Aldo Rebelo – Não. O governo não tem como escolher o tema das eleições. Vai enfrentar de acordo com aquilo que também for escolhido pelos adversários. São eleições municipais. A gestão das cidades é o que mais importa nessa batalha, mas o governo e os partidos do governo estão preparados para enfrentar o embate, demonstrar o que as forças conservadoras nos deixaram como herança e mostrar o esforço que o governo tem feito para mudar o rumo do país. Naturalmente isso não está sendo alcançado no ritmo que todos desejávamos, e desejamos. Mas as medidas adotadas são coerentes com o nosso propósito de tornar o Brasil um país mais democrático, mais justo e mais independente.

Qual seu prognóstico geral sobre o resultado eleitoral?
Aldo Rebelo – Tenho confiança em que as forças que sustentam o governo do presidente Lula sairão amplamente vitoriosas nessa batalha. E que diminuirá ainda mais o espaço político do PFL e do PSDB.
E acho que essa ameaça às posições do PFL e do PSDB é que leva essas correntes em certas circunstâncias a adotarem posições desesperadas no seu confronto com o governo e com as forças políticas que apóiam o presidente Lula.

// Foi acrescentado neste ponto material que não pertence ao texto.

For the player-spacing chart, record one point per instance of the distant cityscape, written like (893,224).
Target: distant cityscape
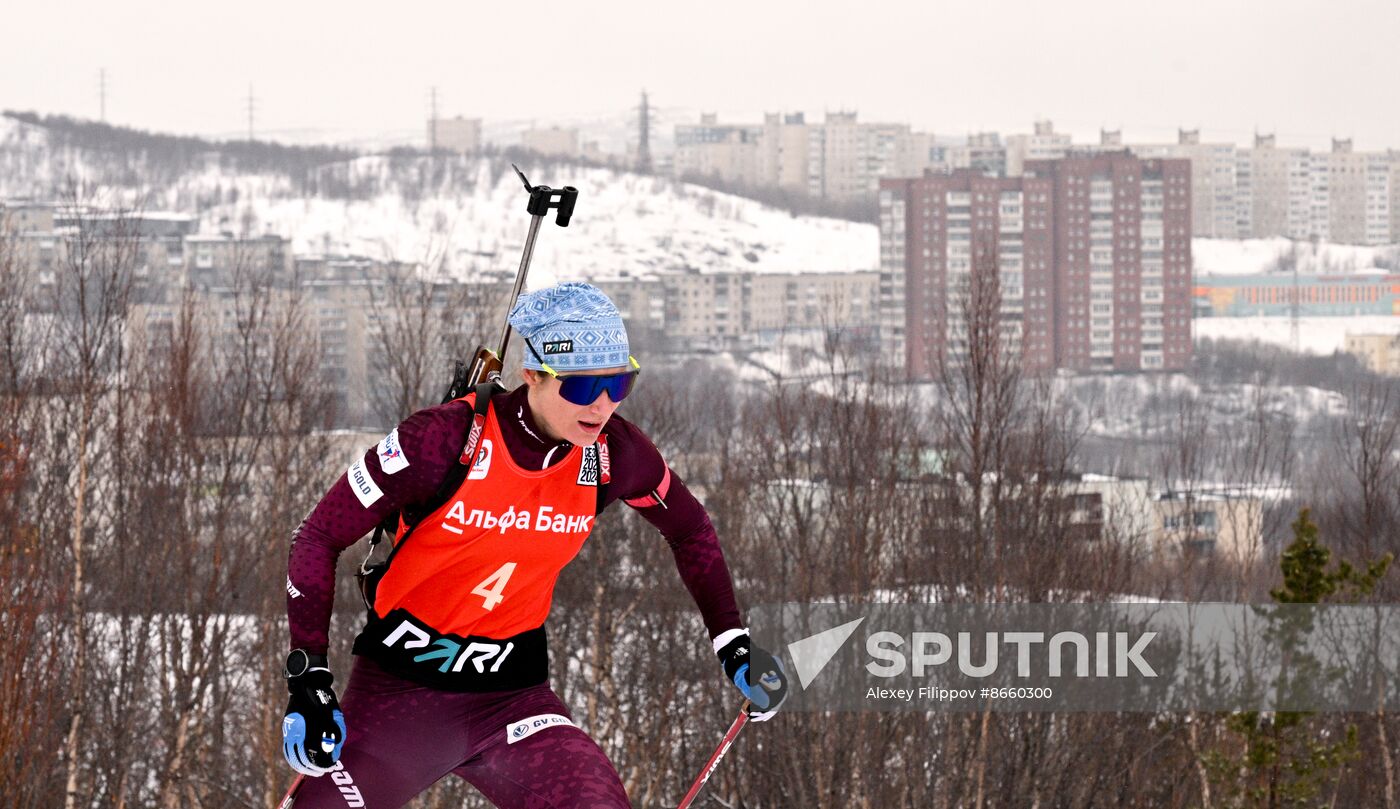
(1089,245)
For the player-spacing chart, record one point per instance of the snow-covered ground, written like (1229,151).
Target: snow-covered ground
(471,214)
(1315,335)
(1250,256)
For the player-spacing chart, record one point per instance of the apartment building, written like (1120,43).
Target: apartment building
(846,158)
(724,310)
(459,135)
(1214,182)
(1091,256)
(983,153)
(1045,143)
(553,140)
(840,158)
(725,151)
(1227,524)
(1379,353)
(784,144)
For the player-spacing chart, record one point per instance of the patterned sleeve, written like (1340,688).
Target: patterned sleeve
(640,475)
(405,468)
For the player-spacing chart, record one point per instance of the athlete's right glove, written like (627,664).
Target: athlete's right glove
(758,675)
(314,728)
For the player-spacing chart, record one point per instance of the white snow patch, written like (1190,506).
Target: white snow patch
(1315,335)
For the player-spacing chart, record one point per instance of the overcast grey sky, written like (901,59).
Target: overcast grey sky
(1305,69)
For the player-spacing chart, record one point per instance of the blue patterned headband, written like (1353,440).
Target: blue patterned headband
(573,326)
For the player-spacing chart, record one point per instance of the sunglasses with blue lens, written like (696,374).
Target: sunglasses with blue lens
(584,388)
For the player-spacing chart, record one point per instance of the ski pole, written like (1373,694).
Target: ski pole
(714,760)
(486,364)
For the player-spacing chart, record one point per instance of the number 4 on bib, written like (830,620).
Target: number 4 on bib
(492,585)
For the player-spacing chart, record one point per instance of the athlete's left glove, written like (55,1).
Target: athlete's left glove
(314,728)
(758,673)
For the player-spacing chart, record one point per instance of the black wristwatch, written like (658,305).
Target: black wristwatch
(301,661)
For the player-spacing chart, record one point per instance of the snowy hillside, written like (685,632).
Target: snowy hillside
(1249,256)
(469,212)
(1315,335)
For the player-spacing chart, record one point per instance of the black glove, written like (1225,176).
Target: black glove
(314,729)
(758,673)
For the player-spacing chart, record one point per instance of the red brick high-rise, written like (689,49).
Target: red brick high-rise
(1092,256)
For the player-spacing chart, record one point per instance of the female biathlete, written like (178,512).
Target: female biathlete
(451,672)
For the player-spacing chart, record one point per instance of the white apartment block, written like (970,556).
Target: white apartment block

Houve uma certa dispersão do campo das forças lideradas pelo presidente Lula ao menos no plano do primeiro turno das eleições. Como essas forças deveriam se portar tendo em vista uma batalha que é definida em dois turnos?
Aldo Rebelo – Na verdade, seria preferível que a aliança das forças que sustentam o governo se desse em dois movimentos. No primeiro, garantir a unidade do núcleo histórico dessa aliança, formado pelo PT, PCdoB e PSB e no segundo movimento incorporar os demais aliados no maior número possível de capitais e de cidades para disputar as eleições. Essa operação não foi totalmente vitoriosa, embora em certa medida tenha ocorrido, como no caso da aliança do PT com o PCdoB, que percorre pelo menos 17 das 26 capitais do país.
Há de se buscar um compromisso entre os partidos que formam a base do governo de preservação das suas relações no primeiro turno e de busca das alianças no segundo para enfrentar os candidatos do PFL e do PSDB.

Entre as razões que levaram o presidente Lula a convidá-lo para exercer o Ministério da Coordenação Política parece se destacar a motivação de dar uma feição mais plural ao núcleo de coordenação do governo. Tal concepção de um governo sustentado por amplas forças – um governo de coalizão – tem sido assimilada pela base governista, em especial o partido hegemônico, o PT?
Aldo Rebelo – O processo das alianças políticas e da construção de um governo de coalizão nunca é um processo acabado. Ou seja, é um processo em construção permanente, de aprendizado de sentido educativo.
Além dos princípios que devem nortear essa aliança, do respeito entre os aliados, há o princípio segundo o qual quem apóia o governo deve participar do governo, e ter sua importância reconhecida e sua presença assegurada na formulação das políticas e nas funções de governo.
E creio que esse aprendizado está em curso. Há incompreensões, há resistências, mas penso que prevalece a convicção do próprio presidente Lula de que o país pode, e deve, ser governado pela mais ampla união de forças políticas, sociais, intelectuais, de caráter democrático e patriótico – que assegurem a maioria social, a maioria política e a maioria parlamentar, que garantam a governabilidade e que dêem ao presidente as condições de cumprir o seu projeto de avançar na construção da democracia, da ampliação dos direitos do povo e da soberania nacional.

Adalberto Monteiro é jornalista e editor de Princípios.